Rok po aferze solnej. GIS przekazał listę z 646 nazwami firm

Agnieszka Domka-Rybka [email protected]
"Laboratorium w Puławach, najlepsze w Polsce i jedno z najlepszych w Europie, które badało tę sól, uznało, że nie była szkodliwa"
"Laboratorium w Puławach, najlepsze w Polsce i jedno z najlepszych w Europie, które badało tę sól, uznało, że nie była szkodliwa" SXC
Listę wymogła na Głównym Inspektorze Sanitarnym Fundacja Pro-Test. Dlaczego dopiero teraz?

- W czasie nagonki na piekarzy taka publikacja mogła skończyć się tragedią. Ulegliśmy, bo zmusił nas do tego sąd - mówi Jan Bondar, rzecznik GIS.

Firmy rok po aferze solnej: obrywamy po raz drugi

Obrywamy po raz drugi, wtedy, bo nieświadomie kupiliśmy sól wypadową jako spożywczą i znowu, gdy nagle rok po aferze zostały udostępnione nazwy naszych zakładów - mówi właścicielka włocławskiej piekarni, która również trafiła na tę listę.

Łącznie jest na niej 646 firm, głównie piekarni i cukierni, w tym 13 z województwa kujawsko-pomorskiego**[(tutaj jest cała lista)**](http://www.pro-test.pl/press_more/5281,215597/Sól+wypadowa.html)

 - Z aferą wiążą się moje koszmarne wspomnienia. Kontrola za kontrolą, nie mogliśmy normalnie pracować. Kupiłam tylko jeden worek trefnej soli w przekonaniu, że była atestowana. Taką informację posiadała! Czy mam z każdym zakupionym towarem, czyli także z cukrem, mąką lub jajkami, biec do sanepidu, żeby sprawdzili, bo może być oszukany? To nonsens. Myślałam, że już mogę o wszystkim zapomnieć, aż tu nagle komuś przypomniało się o soli - denerwuje się właścicielka piekarni z Włocławka.

- Odgrzali śmierdzący kotlet! - uważa piekarz z Radziejowa. - Już wystarczająco dużo zdrowia straciłem przez tę aferę. Papiery mojej firmy są w porządku. Byłem kontrolowany kilka razy. Nie zostałem ukarany. To znaczy jestem niewinny! Moja piekarnia na liście? Co też pani mówi? Pierwsze słyszę!

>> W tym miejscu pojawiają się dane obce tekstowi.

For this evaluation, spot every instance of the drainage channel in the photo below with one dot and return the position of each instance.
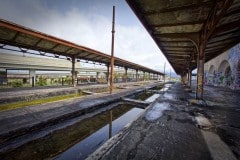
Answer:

- Przecież nie my jesteśmy winni, tylko ci, którzy nam sprzedali sól - właścicielka piekarni z Dobrego również jest zaskoczona. - Oni cierpią najmniej! To niesprawiedliwe, że szasta się nazwami naszych firm. Gdyby ktoś wiedział, jak śladowa ilość soli trafia do chleba, może by się opamiętał. Żeby przypadkiem nie zrobić komuś krzywdy.

Zadzwoniliśmy jeszcze do dwóch regionalnych firm, których nazwy wzięliśmy z listy na stronie Fundacji Pro-Test, ale nie chciały niczego komentować. Tłumaczyły, że już swoje w tej sprawie wycierpiały.

- Wcale nie dziwią mnie takie komentarze - uważa Jan Bondar, rzecznik Głównego Inspektora Sanitarnego. - Publikowanie listy dziś jest zupełnie bez sensu. Przecież laboratorium w Puławach, najlepsze w Polsce i jedno z najlepszych w Europie, które badało tę sól, uznało, że nie była szkodliwa. Właścicielom hurtowni, która ją rozprowadzała, prokuratura zmieniła nawet zarzuty. Nie będą więc odpowiadać za narażenie zdrowia i życia, ale na pewno za oszustwo.

 

Bondar wyjaśnia, że dopóki mogli wstrzymywali się z podawaniem nazw firm, m.in. ze względu na nagonkę, której ofiarami padli piekarze (afera wybuchła w lutym zeszłego roku - red.): - W obawie przed tragicznymi konsekwencjami, że któryś mógł nie wytrzymać i na przykład targnąć się na życie, bo sytuacja była bardzo napięta. Kilkakrotnie odmawialiśmy też przekazania listy Fundacji Pro-Test, która żądała od nas dostępu do niej, jako do informacji publicznej.jej argumenty podzielił sąd, musieliśmy zmienić zdanie. Podkreślam jednak, co również znalazło w naszym piśmie do fundacji (tutaj jest to pismo), że to lista przede wszystkim kupujących firm, co nie znaczy, że użyły jej w produkcji. Nie ma jej na stronie GIS.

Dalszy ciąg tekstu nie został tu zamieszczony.